Could this be done? Well, it’s already been shown to be possible to infer your big five personality traits, with great accuracy, from what you’ve written and liked, respectively, on Facebook. The tests are constructed of the basis of correlations between data from standard personality questionnaires (more than 80′000 Facebook users filled in such tests on the behalf of YouAreWhatYouLike, who constructed one of the Facebook tests) and Facebook writings or likes. Once it’s been established that, e.g. extraverted people tend to like certain kinds of posts, or use certain kinds of words, this knowledge can be used to predict the level of extraversion of Facebook users who haven’t taken the questionnaire.

This suggest that there are no principled reasons a reliable troll score couldn’t be constructed with today’s technology. However, a problem is that while there are agreed criteria for what is to count as an extraverted person, there are no agreed criteria for what counts as a troll.
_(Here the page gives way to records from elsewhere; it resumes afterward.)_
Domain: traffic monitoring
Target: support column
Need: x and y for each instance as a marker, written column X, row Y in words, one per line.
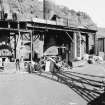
column 80, row 44
column 87, row 43
column 31, row 46
column 75, row 45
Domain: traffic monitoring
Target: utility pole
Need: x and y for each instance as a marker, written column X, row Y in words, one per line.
column 1, row 4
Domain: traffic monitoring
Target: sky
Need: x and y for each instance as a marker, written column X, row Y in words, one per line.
column 94, row 8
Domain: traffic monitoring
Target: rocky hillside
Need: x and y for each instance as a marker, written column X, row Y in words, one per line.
column 101, row 33
column 34, row 8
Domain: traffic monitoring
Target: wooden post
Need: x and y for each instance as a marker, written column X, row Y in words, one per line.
column 31, row 46
column 80, row 43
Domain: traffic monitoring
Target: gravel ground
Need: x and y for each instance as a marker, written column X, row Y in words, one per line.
column 30, row 89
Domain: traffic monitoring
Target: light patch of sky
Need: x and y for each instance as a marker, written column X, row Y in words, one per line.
column 94, row 8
Also, it seems you couldn’t use questionnaires, since people who actually do behave like trolls online would be discinlined to admit that they do in a questionnaire.

One way to proceed could instead be this. First, you could define in rather general and vague terms what is to count as trolling—say “racism”, “vicious attacks”, “threats of violence”, etc. You could then use two different methods to go from this vague definition to a precise score. The first is to let a number of sensible people give their troll scores of different Facebook posts and tweets (using the general and vague definition of what is to count as trolling). You would feed this into your algorithms, which would learn which combinations of words are characteristic of trolls (as judged by these people), and which arent’t. The second is to simply list a number of words or phrases which would count as characteristic of trolls, in the sense of the general and vague definition. This latter method is probably less costly—particularly if you can generate the troll-lexicon automatically, say from existing dictionaries of offensive words—but also probably less accurate.
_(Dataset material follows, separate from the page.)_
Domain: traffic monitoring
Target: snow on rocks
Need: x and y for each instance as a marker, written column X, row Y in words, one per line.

In any case, I expect it to be possible to solve this problem. The next problem is: who would do this? Facebook and Twitter should be able to construct the troll score, and to add the option of blocking all trolls, but do they want to? The risk is that they will think that the possible down-side to this is greater than the possible up-side. If people start disliking this rather radical plan, they might leave en masse, whereas if they like it, well, then trolls could potentially disappear, but it’s unlikely that this will affect their bottom line drastically. Thus it’s not clear that they will be more positive to this idea than they are to conventional banning/​moderating methods.

Another option is for an outside company to create a troll score using Facebook or Twitter data. I don’t know whether that’s possible at present—whether you’d need Facebook and Twitter’s consent, and whether they’d then be willing to give it. It seems you definitely would need it in order for the troll score to show up on your standard Facebook/​Twitter account, and in order to enable users to block all trolls.
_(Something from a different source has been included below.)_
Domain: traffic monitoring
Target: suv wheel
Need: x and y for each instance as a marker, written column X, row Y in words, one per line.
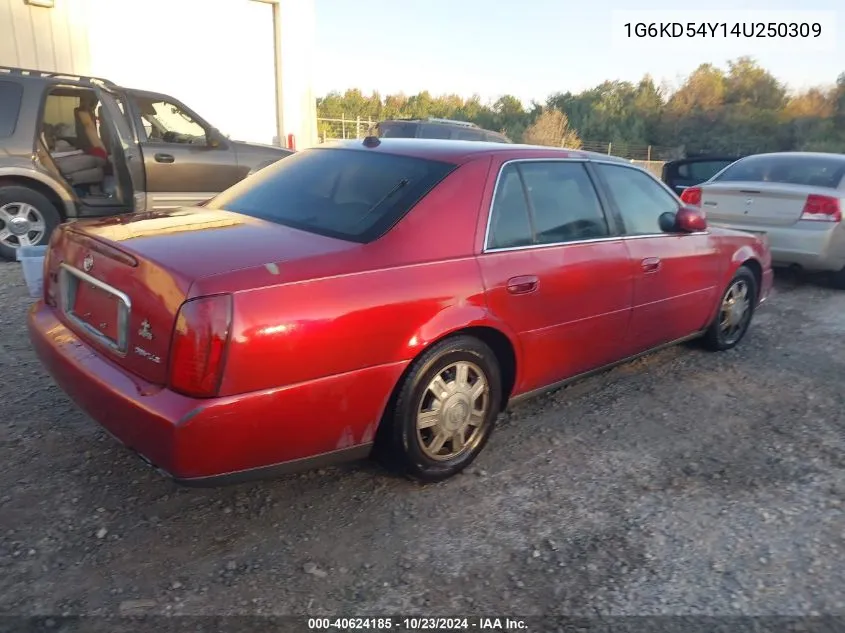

This second problem is thus much harder. A troll score could probably be constructed by Facebook and Twitter, but potentially they are not very likely to want to do it. Any suggestions on how to get around this problem would be appreciated.

My solution is very similar to the LessWrong solution to the troll problem. Just like you can make low karma users invisible on LessWrong, you would be able to block (and make invisible the writings by) Facebook and Twitter users with a high troll score. A difference is, though, that whereas karma is manually generated (by voting) the troll score would be automatically generated from your writings (for more on this distinction, see here).

One advantage of this method, as opposed to conventional moderation methods, is that it doesn’t restrict freedom of speech in the same way. If trolls were blocked by most users, you’d achieve much the same effect as you would from bannings (the trolls wouldn’t be able to speak to anyone), but in a very different way: it would result from lots of blockings from individual users, who presumably have a full right to block anyone, rather than from the actions of a central admin.

Let me finish with one last caveat. You could of course extend this scheme, and construct all sorts of scores—such as a “liberal-conservative score”, with whose help you could block anyone whose political opinions are insufficiently close to yours. That would be a very bad idea, in my view. Scores of this sort should only be used to combat harassment, threats and other forms of anti-social behaviour, and not to exclude any dissenter from discussion.

* I here use “troll” in the wider sense which “equate[s] trolling with online harassment” rather than in the narrower (and original) sense according to which a troll is “a person who sows discord on the Internet by starting arguments or upsetting people, by posting inflammatory, extraneous, or off-topic messages in an online community (such as a newsgroup, forum, chat room, or blog) with the deliberate intent of provoking readers into an emotional response or otherwise disrupting normal on-topic discussion” (Wikipedia).